4.2.2. Les polyades.

La majorité des romans durassiens se passent dans un espace interactionnel public : café ou hôtel. Par conséquent, la plupart des structures dyadiques, triadiques ou tétradiques ne sont pas pures, mais proviennent de réductions de plans. La romancière réduit l’espace interactionnel pour mettre en scène ce qui se passe entre deux, trois ou quatre personnages. Toutefois, les autres sont là et peuvent intervenir à tout moment dans l’espace conversationnel réduit. Les trois formes les plus fréquentes de leur intervention sont l’échange utilitaire, la perturbation ou le jugement moral. Les garçons de café, patronnes de bistrot, directrices d’hôtel ou chauffeurs viendront perturber les différents dialogues par des échanges utilitaires relevant de leur fonction. Les enfants perturberont constamment les échanges entre personnages, mais permettront de créer un tempo dans les dialogues. Le jugement moral, porté sur le comportement des héros, l’est par les clients de l’hôtel ou du bistrot, les invités de la réception bref par un « on » ou un « ils » indistincts.

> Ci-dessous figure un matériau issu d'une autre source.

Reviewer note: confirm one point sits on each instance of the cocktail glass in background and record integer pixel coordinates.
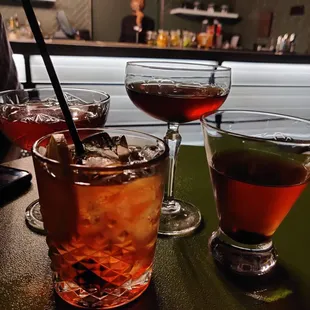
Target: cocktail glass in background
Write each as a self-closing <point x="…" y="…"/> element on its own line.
<point x="177" y="93"/>
<point x="102" y="222"/>
<point x="27" y="115"/>
<point x="259" y="165"/>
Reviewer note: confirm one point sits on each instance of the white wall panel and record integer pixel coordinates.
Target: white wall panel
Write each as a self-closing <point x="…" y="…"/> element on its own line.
<point x="20" y="66"/>
<point x="269" y="74"/>
<point x="89" y="70"/>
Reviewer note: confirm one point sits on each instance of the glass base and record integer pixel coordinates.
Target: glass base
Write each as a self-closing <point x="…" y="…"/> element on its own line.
<point x="108" y="296"/>
<point x="34" y="218"/>
<point x="178" y="218"/>
<point x="248" y="260"/>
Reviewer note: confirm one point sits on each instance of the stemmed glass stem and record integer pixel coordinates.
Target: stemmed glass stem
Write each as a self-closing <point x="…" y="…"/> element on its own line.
<point x="173" y="139"/>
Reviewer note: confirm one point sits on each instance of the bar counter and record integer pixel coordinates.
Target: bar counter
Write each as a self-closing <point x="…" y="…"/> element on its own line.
<point x="185" y="276"/>
<point x="113" y="49"/>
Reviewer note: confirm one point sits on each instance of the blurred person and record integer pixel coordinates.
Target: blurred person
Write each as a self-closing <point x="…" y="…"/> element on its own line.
<point x="136" y="22"/>
<point x="8" y="80"/>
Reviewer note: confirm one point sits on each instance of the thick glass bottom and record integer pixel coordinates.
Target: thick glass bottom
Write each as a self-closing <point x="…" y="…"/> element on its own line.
<point x="34" y="218"/>
<point x="109" y="296"/>
<point x="243" y="259"/>
<point x="178" y="218"/>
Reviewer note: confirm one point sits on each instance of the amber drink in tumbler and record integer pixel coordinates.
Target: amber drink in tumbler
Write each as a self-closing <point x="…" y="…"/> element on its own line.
<point x="102" y="216"/>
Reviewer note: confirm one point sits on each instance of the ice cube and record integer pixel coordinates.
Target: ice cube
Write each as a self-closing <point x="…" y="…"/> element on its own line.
<point x="98" y="162"/>
<point x="150" y="152"/>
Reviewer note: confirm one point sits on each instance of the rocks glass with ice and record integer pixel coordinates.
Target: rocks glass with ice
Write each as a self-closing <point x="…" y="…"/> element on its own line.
<point x="27" y="115"/>
<point x="101" y="213"/>
<point x="177" y="93"/>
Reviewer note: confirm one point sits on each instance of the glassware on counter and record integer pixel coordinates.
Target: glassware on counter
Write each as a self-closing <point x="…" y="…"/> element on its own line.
<point x="257" y="175"/>
<point x="224" y="8"/>
<point x="189" y="39"/>
<point x="176" y="93"/>
<point x="175" y="38"/>
<point x="202" y="40"/>
<point x="211" y="7"/>
<point x="151" y="37"/>
<point x="197" y="5"/>
<point x="162" y="38"/>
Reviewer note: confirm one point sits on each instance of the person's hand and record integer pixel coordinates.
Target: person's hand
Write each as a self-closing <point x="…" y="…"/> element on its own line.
<point x="140" y="16"/>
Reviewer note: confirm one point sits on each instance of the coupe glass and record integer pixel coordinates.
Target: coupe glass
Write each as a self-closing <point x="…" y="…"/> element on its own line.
<point x="27" y="115"/>
<point x="177" y="93"/>
<point x="259" y="165"/>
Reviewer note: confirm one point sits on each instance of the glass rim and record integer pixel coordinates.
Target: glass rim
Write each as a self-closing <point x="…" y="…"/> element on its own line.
<point x="103" y="93"/>
<point x="200" y="67"/>
<point x="153" y="161"/>
<point x="206" y="124"/>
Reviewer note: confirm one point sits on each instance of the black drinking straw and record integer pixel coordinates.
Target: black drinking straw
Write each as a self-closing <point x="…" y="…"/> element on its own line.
<point x="53" y="76"/>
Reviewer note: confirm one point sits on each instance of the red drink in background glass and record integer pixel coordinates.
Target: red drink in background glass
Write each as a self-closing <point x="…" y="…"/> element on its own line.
<point x="254" y="192"/>
<point x="176" y="103"/>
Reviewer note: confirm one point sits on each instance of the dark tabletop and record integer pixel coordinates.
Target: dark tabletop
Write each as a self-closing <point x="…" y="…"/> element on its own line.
<point x="185" y="276"/>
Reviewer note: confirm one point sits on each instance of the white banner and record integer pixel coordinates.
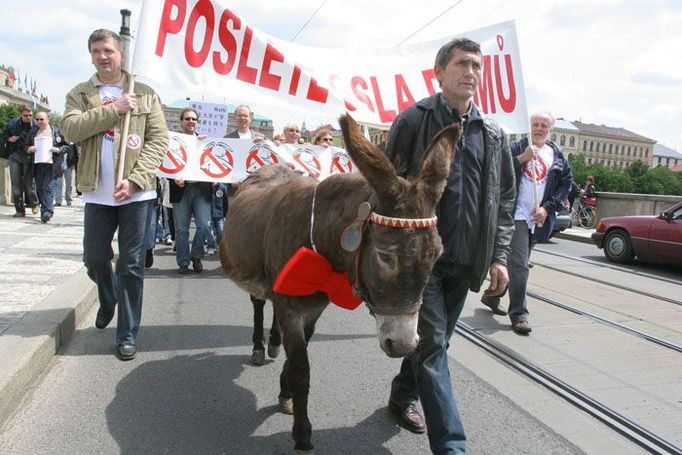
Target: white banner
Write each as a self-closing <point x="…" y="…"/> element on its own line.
<point x="231" y="160"/>
<point x="204" y="47"/>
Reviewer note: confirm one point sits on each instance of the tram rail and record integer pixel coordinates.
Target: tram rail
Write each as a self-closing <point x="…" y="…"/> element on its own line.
<point x="633" y="431"/>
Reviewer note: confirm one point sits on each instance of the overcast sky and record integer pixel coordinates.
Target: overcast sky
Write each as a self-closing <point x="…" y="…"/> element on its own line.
<point x="611" y="62"/>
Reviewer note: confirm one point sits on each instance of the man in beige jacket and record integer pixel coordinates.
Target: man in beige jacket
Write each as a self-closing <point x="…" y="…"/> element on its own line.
<point x="94" y="116"/>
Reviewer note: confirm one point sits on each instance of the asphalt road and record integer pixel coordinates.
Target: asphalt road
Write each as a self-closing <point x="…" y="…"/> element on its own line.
<point x="192" y="390"/>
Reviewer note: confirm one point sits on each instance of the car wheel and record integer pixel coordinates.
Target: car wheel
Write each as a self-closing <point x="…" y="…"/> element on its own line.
<point x="618" y="248"/>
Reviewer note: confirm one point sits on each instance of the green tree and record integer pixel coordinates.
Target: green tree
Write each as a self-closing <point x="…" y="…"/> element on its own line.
<point x="7" y="112"/>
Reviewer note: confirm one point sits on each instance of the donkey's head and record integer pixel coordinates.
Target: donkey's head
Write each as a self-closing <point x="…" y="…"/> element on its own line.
<point x="400" y="243"/>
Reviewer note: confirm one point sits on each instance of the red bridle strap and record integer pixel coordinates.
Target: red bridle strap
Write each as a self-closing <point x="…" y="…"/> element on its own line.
<point x="414" y="223"/>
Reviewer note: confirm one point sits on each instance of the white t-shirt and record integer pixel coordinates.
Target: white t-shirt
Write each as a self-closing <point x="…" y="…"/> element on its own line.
<point x="524" y="200"/>
<point x="106" y="181"/>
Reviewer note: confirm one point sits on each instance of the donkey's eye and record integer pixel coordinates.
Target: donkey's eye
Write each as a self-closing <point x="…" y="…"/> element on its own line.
<point x="386" y="259"/>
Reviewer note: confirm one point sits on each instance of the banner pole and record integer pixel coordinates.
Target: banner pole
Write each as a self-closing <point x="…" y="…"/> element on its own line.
<point x="124" y="135"/>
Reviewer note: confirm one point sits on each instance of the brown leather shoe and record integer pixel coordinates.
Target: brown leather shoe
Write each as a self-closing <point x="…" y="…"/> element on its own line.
<point x="522" y="328"/>
<point x="408" y="416"/>
<point x="494" y="308"/>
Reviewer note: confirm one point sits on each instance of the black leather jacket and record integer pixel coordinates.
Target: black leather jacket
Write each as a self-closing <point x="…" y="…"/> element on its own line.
<point x="410" y="137"/>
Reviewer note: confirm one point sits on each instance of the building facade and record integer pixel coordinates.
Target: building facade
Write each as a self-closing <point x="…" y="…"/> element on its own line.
<point x="612" y="147"/>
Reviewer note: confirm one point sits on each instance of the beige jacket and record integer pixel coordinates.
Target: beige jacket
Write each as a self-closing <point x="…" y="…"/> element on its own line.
<point x="86" y="119"/>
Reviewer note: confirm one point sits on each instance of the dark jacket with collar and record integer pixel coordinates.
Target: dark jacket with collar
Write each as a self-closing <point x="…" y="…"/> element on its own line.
<point x="16" y="151"/>
<point x="488" y="157"/>
<point x="559" y="179"/>
<point x="175" y="192"/>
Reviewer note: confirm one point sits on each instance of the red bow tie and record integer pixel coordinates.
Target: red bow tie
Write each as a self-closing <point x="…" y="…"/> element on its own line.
<point x="307" y="272"/>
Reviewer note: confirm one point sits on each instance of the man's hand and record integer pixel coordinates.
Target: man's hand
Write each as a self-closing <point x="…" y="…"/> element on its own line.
<point x="124" y="190"/>
<point x="499" y="279"/>
<point x="540" y="216"/>
<point x="125" y="103"/>
<point x="527" y="154"/>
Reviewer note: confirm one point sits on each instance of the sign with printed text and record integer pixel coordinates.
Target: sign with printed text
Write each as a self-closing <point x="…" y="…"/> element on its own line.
<point x="206" y="47"/>
<point x="232" y="160"/>
<point x="212" y="118"/>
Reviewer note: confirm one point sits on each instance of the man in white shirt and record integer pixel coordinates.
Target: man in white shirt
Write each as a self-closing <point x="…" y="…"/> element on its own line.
<point x="94" y="116"/>
<point x="543" y="162"/>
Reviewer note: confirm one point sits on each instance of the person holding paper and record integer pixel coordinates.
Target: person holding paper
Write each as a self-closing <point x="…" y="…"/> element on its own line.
<point x="48" y="147"/>
<point x="190" y="199"/>
<point x="535" y="211"/>
<point x="94" y="115"/>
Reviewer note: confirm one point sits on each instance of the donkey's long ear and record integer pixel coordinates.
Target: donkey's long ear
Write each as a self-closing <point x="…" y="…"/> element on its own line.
<point x="436" y="167"/>
<point x="371" y="161"/>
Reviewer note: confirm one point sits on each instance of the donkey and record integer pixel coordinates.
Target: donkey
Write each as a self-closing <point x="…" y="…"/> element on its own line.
<point x="276" y="211"/>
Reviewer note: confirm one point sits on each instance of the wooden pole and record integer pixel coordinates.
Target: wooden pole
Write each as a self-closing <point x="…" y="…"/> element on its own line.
<point x="124" y="134"/>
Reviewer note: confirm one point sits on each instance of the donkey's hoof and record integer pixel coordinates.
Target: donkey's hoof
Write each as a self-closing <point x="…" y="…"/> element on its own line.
<point x="273" y="351"/>
<point x="286" y="406"/>
<point x="258" y="357"/>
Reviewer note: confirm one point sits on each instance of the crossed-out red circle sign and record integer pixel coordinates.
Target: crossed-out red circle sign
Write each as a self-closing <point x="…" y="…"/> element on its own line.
<point x="216" y="160"/>
<point x="341" y="163"/>
<point x="176" y="156"/>
<point x="306" y="158"/>
<point x="260" y="155"/>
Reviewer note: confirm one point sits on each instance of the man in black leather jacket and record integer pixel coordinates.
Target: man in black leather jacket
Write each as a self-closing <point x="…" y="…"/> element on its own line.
<point x="475" y="223"/>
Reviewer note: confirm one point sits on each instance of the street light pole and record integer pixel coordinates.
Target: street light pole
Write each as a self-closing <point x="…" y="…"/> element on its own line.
<point x="125" y="38"/>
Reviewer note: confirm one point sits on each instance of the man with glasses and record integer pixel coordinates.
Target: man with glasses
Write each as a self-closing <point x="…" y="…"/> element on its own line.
<point x="20" y="161"/>
<point x="292" y="133"/>
<point x="94" y="116"/>
<point x="190" y="198"/>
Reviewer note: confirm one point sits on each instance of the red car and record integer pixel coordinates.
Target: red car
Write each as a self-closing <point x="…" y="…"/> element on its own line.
<point x="650" y="238"/>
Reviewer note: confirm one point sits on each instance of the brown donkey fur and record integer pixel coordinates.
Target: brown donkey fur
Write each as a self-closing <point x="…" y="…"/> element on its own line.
<point x="270" y="220"/>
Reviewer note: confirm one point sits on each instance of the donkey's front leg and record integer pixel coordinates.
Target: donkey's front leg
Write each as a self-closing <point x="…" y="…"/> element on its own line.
<point x="258" y="354"/>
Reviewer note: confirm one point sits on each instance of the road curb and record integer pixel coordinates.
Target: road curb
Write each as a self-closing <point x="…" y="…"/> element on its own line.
<point x="574" y="237"/>
<point x="29" y="346"/>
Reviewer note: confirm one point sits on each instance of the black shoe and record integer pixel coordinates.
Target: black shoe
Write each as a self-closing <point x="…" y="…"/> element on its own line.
<point x="494" y="308"/>
<point x="126" y="351"/>
<point x="197" y="265"/>
<point x="104" y="317"/>
<point x="149" y="258"/>
<point x="408" y="416"/>
<point x="522" y="328"/>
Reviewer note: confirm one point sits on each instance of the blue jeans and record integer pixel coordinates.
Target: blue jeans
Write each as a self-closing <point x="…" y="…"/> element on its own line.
<point x="21" y="175"/>
<point x="424" y="374"/>
<point x="44" y="182"/>
<point x="518" y="274"/>
<point x="192" y="203"/>
<point x="125" y="285"/>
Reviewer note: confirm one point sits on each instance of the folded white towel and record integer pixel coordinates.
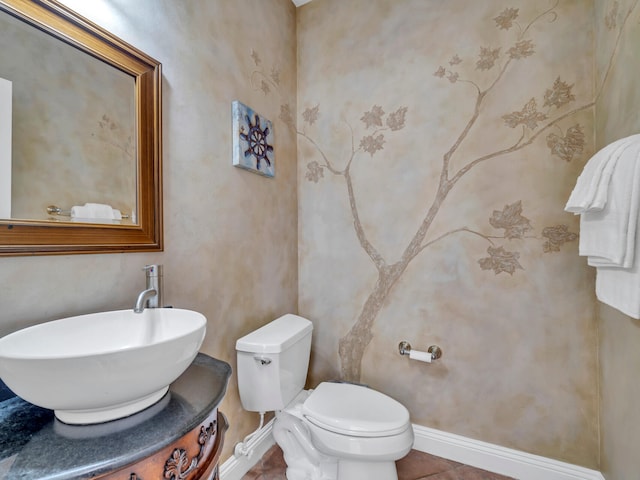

En général, l’échange conversationnel central est placé, chez Duras, sous un regard global de réprobation sociale qui glisse sur les personnages principaux sans qu’ils ne paraissent en prendre conscience. C’est un des rôles de cet espace interactionnel élargi qui figure à l’arrière-plan du dialogue central de donner lieu à des polylogues que nous qualifierons de sociaux, mais qui sont en faible rapport interactif avec la conversation centrale. En fait, ils interviennent au niveau de la macrostructure, dans la communication avec le lecteur. Ils donneront une dimension sociale au roman, feront parler la voix unitaire de la morale et des convenances sociales d’un milieu particulier ou de la société dans sa totalité. Leur manque d’impact sur l’héroïne, voire sur toute sa famille dans le cas de La pluie ou du Barrage, les place dans une sorte d’« amoralité » relevée explicitement par M. Jo :

‘« Vous ne m’aimiez pas. Ce que vous vouliez c’était la bague.
[...]
- Vous êtes profondément immoraux, dit M. Jo d’un ton de conviction profonde » (Barrage : 134).
« Il m’a dit qu’on était immoraux », dit Suzanne.
Joseph rit encore une fois.
« Oh ! c’est sûr qu’on l’est » (Barrage : 138).’

Si l’immoralité est certaine dans le cas de Joseph, le problème de l’absence de conscience morale se pose déjà pour Suzanne, comme il se posera pour Anne Desbaresdes, Lol V. Stein, Alissa, Claire Lannes, le vice-consul et les personnages des Yeux.

À l'avant-plan, se trouve donc sous forme de dilogue ou de trilogue, plus rarement de tétralogue, le dialogue central des romans durassiens. Il se produit au sein d'un espace interactionnel où figurent d'autres membres du groupe social. À l'extérieur de cette enceinte interactionnelle, se trouve l'autre groupe, celui des exclus qui interpellent en permanence le héros ou l'héroïne en fracturant l'espace interactionnel protégé par un cri ou par leur simple présence. Le héros (ou l'héroïne) les verra ou les entendra, ils lui feront peur ou déclencheront un acte de violence, comme les lépreux chez le vice-consul. Ils font donc partie d'un espace interactionnel élargi. Duras joue énormément sur le contraste entre les deux espaces interactionnels, ils sont à proprement métonymiques de l'héroïne avec son être construit socialement qui peut à tout moment se fracturer et laisser son être profond s'échapper. Et si l'enfant, dans Moderato, fait des allées et venues constantes entre les deux espaces, c'est parce que, n'étant pas non plus socialisé, il est beaucoup plus proche de ces êtres d'extérieur. Le café, l'hôtel, l'ambassade et la maison avec leurs murs d'enceinte sont donc des espaces interactionnels socialisés et protégés mais en perpétuelle menace de fracture.

Aucune interaction conversationnelle n’a, à proprement parler, lieu entre ce groupe et les principaux protagonistes. Tout se jouera sur le plan interactionnel où un fort rapport se produira et sera de l'ordre de la fracture, de la peur, de l'émotion, voire de l'action quand le vice-consul ira jusqu'au meurtre. Jamais il ne recouvrira le mode d'une parole sécurisante. Cette peur panique qu’ils suscitent chez l’héroïne, ainsi que leur caractère unitaire, s’illustre parfaitement, on s’en souvient, dans l’extrait (p. 11) d’Émily où la narratrice parle à son amant de sa peur des Coréens.

Par contre, les groupes sociaux parleront. Ils parleront entre eux, ils parleront aussi à propos du crime qui se situe dans tous les romans de Duras, ils parleront aussi des héros. C'est donc eux que l'on retrouvera dans les polylogues.